Previously for nowait target, CG emitted a function call to __tgt_target_nowait, etc. However, in OpenMP RTL, these functions just directly call the no-nowait version, which means nowait is not working as expected.
OpenMP specification says a target is acutally a target task, which is an untied and detachable task. It is natural to go to the direction that generates a task for a nowait target. However, OpenMP task has a problem that it must be within to a parallel region; otherwise the task will be executed immediately. As a result, if we directly wrap to a regular task, the target nowait outside of a parallel region is still a synchronous version.

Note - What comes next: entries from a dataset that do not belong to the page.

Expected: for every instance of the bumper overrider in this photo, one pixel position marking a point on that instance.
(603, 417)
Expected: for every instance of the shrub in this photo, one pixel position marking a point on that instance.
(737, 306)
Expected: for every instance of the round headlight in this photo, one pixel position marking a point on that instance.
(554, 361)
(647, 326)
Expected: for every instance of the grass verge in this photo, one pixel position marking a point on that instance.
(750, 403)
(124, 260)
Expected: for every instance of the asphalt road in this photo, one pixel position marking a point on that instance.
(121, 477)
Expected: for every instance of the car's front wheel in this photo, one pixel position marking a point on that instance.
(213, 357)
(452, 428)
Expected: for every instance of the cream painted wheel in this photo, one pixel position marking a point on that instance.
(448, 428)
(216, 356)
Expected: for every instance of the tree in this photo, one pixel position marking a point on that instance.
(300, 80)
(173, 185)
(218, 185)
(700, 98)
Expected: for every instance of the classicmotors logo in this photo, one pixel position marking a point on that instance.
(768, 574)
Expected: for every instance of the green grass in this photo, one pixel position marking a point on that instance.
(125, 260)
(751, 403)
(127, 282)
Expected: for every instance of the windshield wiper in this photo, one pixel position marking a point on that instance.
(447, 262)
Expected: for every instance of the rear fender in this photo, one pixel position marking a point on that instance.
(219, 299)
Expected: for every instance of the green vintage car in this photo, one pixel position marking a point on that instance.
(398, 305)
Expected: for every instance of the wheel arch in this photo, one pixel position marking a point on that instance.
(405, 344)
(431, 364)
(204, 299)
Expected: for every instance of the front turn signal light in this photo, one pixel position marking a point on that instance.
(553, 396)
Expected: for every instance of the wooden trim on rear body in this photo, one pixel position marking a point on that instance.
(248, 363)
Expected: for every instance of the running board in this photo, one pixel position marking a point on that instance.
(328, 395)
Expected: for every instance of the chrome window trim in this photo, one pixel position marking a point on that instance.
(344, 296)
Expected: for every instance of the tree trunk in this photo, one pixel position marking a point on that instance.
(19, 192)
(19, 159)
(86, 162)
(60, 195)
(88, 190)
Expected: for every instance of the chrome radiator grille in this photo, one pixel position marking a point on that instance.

In D77609, I added the support for unshackled task in OpenMP RTL. Basically, unshackled task is a task that is not bound to any parallel region. So all nowait target will be tranformed into an unshackled task. In order to distinguish from regular task, a new flag bit is set for unshackled task. This flag will be used by RTL for later process.
Since all target tasks are allocated via __kmpc_omp_target_task_alloc, and in current libomptarget, __kmpc_omp_target_task_alloc just calls __kmpc_omp_task_alloc. Therefore, we can modify the flag in __kmpc_omp_target_task_alloc so that we don't need to modify the FE too much. If users choose to opt out the feature, they just need to use a RTL w/o support of unshackled threads.
As a result, in this patch, the target nowait region is simply wrapped into a regular task. Later once we have RTL support for unshackled tasks, the wrapped tasks can be executed by unshackled threads w/o changes in the FE.